Ahmad Islamy Jamil ยท Jumat, 06 November 2020 - 19:35:00 WIB
Kerangka Perempuan dari 5.000 Tahun Silam Ditemukan di Jerman, Dinamai Nyonya Bietikow
Kerangka manusia dari Periode Neolitik yang ditemukan di wilayah Uckermark, Jerman. (Foto: AFP)

BERLIN, iNews.id – Peneliti Jerman mengumpulkan kerangka seorang perempuan yang hidup pada zaman prasejarah dan meninggal 5.000 tahun silam, di Periode Neolitik. Kerangka itu ditemukan di tengah proyek penggalian untuk turbin angin di wilayah Uckermark, bagian timur laut Jerman.

Kerangka manusia itu kemudian dinamai “Lady of Bietikow” yang berarti “Nyonya dari Bietikow”, lantaran ditemukan di dekat sebuah desa dengan nama yang sama di Uckermark. Menurut media setempat, tulang-belulang itu dikuburkan di pemukiman dalam posisi jongkok—salah satu metode penguburan tertua yang dikenal dalam sejarah peradaban manusia.

Hasil investigasi menunjukkan, perempuan itu berusia antara 30 dan 45 tahun saat meninggal. Menurut perkiraan, jasadnya dikuburkan sejak ribuan tahun yang lalu.

Dengan kata lain, perempuan itu hidup pada periode yang sama dengan “Oetzi the Iceman” alias “Oetzi Si Manusia Es”, mayat yang terawetkan secara alami dan menakjubkan, yang ditemukan oleh para turis di Pegunungan Alpen pada 1990-an.

“Anda bisa membandingkan Oetzi dan Lady of Bietikow dalam hal usia,” kata arkeolog Jerman, Philipp Roskoschinski, dikutip AFP, Jumat (6/11/2020).

Oetzi ditemukan oleh dua pendaki pada 1991 di Pegunungan Alpen Oetztal, di perbatasan antara Austria dan Italia. Tubuh lelaki itu sangat terawat, dengan organ, kulit, dan material organik lainnya yang masih utuh. Peneliti bahkan dapat melihat apa yang dimakan Oetzi beberapa jam sebelum dia meninggal.

“Penemuan Oetzi jauh lebih spektakuler karena kelestarian jasadnya,” kata Roskoschinski.

Sementara, yang tersisa dari Nyonya dari Bietikow hanyalah tulang dan beberapa potongan pakaian. Walaupun demikian, para peneliti masih berhasil mengumpulkan beberapa detail tentang hidupnya.

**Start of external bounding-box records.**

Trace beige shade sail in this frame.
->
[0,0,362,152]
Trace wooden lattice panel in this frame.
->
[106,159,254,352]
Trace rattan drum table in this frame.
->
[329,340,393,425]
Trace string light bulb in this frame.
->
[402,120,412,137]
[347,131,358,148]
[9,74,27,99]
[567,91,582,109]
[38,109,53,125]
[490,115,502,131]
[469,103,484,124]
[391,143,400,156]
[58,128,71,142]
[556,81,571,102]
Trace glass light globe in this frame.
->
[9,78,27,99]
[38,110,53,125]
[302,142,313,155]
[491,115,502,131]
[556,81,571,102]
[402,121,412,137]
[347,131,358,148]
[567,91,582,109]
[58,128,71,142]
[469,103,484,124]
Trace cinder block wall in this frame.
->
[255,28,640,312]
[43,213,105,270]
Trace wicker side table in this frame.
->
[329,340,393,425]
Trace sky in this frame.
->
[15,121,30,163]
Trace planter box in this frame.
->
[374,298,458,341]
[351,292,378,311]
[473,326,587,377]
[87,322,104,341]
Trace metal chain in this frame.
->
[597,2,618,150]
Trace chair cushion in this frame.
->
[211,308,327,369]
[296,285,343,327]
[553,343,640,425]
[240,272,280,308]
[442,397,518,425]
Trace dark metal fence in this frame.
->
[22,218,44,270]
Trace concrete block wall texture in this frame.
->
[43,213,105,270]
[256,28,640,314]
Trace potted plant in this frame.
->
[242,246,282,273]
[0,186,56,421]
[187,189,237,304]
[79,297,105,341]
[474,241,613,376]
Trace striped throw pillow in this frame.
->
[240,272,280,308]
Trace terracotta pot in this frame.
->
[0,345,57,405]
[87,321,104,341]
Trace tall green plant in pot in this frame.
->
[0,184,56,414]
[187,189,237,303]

Selama Periode Neolitik, manusia pertama kali memasukkan biji-bijian ke dalam daftar makanan mereka. Itu karena biji-bijian dapat disimpan lebih mudah daripada daging dan juga dapat digunakan sebagai alat pembayaran, kata antropolog Bettina Jungklaus.

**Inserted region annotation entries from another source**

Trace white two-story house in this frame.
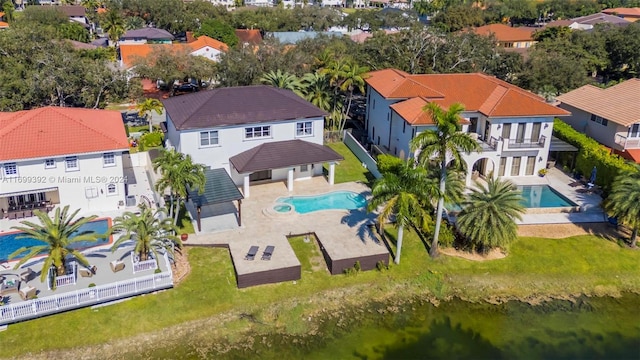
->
[557,79,640,163]
[163,85,342,197]
[0,107,129,219]
[366,69,569,184]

Akan tetapi, budaya semacam itu menyebabkan kemerosotan kesehatan pada orang-orang di zaman itu. Hal tersebut bisa dilihat dari kondisi gigi Nyonya Bietikow yang terkikis parah dan hilang seluruhnya di beberapa tempat, kata Jungklaus.

“Biasanya ada enamel di permukaan gigi. Tapi di sini (Nyonya Bietikow) sudah lusuh, keropos,” katanya.

“Ini memungkinkan kami untuk menarik kesimpulan tentang dietnya: mungkin sangat kaya serat, sangat keras. Ada butiran tertentu yang menyebabkan gigi mudah rusak,” tuturnya.

Masih belum jelas apakah kondisi gigi Nyonya Bietikow mengindikasikan adanya penyakit atau bahkan mungkin yang menjadi penyebab kematiannya. Para peneliti kini berharap untuk mengetahui lebih banyak tentang hidupnya, termasuk apakah dia berasal dari wilayah Uckermark atau telah berimigrasi ke sana dari tempat lain.